You could see the outlines of a bold, different image of the Republican Party in this year’s convention speaker lineup, spotlighting people who the audience knew from their accomplishments outside the realm of politics. Think of Peter Thiel, the co-founder of PayPal; Marcus Luttrell, retired U.S. Navy SEAL and author of the book Lone Survivor; Dana White, the president of UFC (Ultimate Fighting Championship), professional golfer Natalie Gulbis and astronaut Eileen Collins. Figures that might make someone say, “oh, I didn’t know that person was a Republican.”
Even if these celebrities couldn’t quite make the case that being a Republican was cool – which is how the Democratic Party uses their numerous celebrity allies — they could make the case that being a Republican was perfectly normal, that it wasn’t an abhorrent intolerant mental disorder, as the Democrats and their media allies insist.
Even the figures that weren’t necessary natural public speakers, like small business owner Michelle Van Etten showcased an important point, that the Republican Party and its agenda had something to offer every American.

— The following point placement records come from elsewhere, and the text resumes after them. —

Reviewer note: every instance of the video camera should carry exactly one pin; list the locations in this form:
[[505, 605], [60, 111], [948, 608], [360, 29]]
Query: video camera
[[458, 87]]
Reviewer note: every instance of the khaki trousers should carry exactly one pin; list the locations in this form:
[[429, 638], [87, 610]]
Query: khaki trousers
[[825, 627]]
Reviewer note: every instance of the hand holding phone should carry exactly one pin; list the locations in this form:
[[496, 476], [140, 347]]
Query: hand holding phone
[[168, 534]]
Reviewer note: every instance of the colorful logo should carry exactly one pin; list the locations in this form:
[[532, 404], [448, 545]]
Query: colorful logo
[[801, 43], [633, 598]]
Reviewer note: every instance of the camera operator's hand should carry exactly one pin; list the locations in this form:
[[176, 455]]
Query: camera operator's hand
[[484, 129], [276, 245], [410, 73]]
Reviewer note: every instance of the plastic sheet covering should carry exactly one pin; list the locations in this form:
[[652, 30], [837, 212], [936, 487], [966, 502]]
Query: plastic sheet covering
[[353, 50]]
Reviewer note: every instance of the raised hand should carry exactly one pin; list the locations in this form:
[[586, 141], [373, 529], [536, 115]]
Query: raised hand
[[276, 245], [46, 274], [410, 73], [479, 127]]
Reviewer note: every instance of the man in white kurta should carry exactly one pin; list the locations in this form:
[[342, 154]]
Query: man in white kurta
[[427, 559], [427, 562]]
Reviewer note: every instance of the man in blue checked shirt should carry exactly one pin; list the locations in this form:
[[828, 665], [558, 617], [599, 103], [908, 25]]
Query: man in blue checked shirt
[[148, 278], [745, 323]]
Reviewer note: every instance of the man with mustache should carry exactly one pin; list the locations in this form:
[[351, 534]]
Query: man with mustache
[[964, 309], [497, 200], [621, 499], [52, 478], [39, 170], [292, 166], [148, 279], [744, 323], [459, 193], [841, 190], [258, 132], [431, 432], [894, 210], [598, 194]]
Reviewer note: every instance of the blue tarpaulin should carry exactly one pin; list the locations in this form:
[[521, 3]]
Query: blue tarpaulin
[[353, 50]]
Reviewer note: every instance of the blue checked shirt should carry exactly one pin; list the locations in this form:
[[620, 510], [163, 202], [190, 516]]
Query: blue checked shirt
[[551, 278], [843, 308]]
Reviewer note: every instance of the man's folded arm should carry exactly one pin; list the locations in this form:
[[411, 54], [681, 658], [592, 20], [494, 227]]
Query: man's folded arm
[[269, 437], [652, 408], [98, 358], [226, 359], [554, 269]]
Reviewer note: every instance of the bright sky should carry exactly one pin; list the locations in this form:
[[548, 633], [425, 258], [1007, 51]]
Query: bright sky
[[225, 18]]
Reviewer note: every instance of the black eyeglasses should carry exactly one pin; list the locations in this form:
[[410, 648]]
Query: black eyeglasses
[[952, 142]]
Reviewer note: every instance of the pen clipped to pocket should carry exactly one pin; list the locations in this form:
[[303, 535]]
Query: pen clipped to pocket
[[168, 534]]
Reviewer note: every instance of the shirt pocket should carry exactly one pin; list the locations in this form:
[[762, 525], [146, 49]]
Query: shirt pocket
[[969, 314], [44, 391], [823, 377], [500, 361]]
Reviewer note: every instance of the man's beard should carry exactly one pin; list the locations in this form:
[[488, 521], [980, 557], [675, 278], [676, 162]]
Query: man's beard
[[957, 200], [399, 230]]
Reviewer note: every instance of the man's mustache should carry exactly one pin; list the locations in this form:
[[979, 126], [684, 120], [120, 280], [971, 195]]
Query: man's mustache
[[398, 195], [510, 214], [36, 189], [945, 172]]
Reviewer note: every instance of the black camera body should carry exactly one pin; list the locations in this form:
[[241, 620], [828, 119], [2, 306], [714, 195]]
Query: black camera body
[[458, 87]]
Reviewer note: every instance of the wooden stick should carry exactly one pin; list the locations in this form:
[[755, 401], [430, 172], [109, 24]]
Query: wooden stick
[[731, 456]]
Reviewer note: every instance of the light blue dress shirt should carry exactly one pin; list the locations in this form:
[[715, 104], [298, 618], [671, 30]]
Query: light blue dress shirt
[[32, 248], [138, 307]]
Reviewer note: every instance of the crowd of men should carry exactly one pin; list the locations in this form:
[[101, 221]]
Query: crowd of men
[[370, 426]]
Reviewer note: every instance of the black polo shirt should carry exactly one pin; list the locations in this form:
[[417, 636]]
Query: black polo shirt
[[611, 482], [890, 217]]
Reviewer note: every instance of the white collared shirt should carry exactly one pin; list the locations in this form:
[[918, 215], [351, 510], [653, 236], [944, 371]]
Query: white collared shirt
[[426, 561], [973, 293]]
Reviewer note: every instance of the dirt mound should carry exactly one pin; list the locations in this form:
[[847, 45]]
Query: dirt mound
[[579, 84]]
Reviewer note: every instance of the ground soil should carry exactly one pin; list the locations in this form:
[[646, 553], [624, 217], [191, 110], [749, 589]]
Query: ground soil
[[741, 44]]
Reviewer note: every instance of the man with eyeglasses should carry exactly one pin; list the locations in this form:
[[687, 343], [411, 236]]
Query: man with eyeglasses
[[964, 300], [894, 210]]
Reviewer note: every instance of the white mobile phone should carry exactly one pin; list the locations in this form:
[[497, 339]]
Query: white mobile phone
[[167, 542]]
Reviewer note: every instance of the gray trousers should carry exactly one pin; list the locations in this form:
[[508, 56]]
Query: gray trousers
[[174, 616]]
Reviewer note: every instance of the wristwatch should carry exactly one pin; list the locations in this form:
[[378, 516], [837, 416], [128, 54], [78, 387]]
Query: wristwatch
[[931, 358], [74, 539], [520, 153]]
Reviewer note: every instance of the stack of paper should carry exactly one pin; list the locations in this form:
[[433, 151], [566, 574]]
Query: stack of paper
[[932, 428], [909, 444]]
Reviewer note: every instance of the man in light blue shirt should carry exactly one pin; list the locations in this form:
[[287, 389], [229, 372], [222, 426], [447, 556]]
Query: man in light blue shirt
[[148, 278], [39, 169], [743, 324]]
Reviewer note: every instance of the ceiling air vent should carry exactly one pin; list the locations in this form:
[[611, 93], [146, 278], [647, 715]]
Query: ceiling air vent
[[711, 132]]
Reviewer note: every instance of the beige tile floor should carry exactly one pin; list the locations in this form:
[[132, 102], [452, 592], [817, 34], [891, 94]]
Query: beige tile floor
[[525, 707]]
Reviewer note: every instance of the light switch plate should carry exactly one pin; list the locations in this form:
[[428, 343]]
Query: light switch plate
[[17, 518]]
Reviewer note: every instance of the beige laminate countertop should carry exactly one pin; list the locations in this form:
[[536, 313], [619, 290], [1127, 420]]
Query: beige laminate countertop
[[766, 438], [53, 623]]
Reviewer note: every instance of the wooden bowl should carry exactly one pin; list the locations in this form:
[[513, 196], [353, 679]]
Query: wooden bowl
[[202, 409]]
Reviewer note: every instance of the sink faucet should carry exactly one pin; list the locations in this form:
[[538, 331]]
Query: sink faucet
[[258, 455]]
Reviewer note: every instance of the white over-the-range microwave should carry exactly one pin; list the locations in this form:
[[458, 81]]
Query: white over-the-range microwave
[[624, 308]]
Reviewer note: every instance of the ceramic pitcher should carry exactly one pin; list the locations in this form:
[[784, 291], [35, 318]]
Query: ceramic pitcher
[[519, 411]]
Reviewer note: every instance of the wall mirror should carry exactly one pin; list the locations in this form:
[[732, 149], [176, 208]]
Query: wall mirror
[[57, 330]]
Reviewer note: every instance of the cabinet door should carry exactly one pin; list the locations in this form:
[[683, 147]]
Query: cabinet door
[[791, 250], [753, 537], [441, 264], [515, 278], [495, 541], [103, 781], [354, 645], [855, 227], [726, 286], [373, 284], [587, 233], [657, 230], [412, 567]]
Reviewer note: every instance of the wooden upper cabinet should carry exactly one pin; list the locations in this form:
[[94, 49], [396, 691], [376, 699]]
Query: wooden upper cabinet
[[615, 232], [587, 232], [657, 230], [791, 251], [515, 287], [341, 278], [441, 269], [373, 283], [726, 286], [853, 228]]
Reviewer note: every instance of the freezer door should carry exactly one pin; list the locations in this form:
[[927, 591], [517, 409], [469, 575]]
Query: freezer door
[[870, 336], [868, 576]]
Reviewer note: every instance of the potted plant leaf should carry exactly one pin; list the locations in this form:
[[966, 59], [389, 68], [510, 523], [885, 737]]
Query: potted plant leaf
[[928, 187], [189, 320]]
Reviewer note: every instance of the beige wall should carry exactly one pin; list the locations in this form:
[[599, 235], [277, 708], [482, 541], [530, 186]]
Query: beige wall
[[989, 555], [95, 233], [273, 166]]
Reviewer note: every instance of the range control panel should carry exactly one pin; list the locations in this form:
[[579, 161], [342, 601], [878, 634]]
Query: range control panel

Maybe that will come through, maybe it won’t. Besides Thiel, most of the celebrities didn’t get the ideal speaking times and slots. Obviously, a lot of slots went to Republican elected officials. And there were plenty of figures who were familiar to conservative audiences: Sheriff Joe Arpaio, radio host Laura Ingraham, NRA-ILA Director Chris Cox.
We’ll know in a couple days if the convention generated a bump in the polls for Trump. Even if it doesn’t, the strategy of spotlighting extraordinary Americans, explaining why they feel at home in the Republican Party is a pretty good idea for future conventions.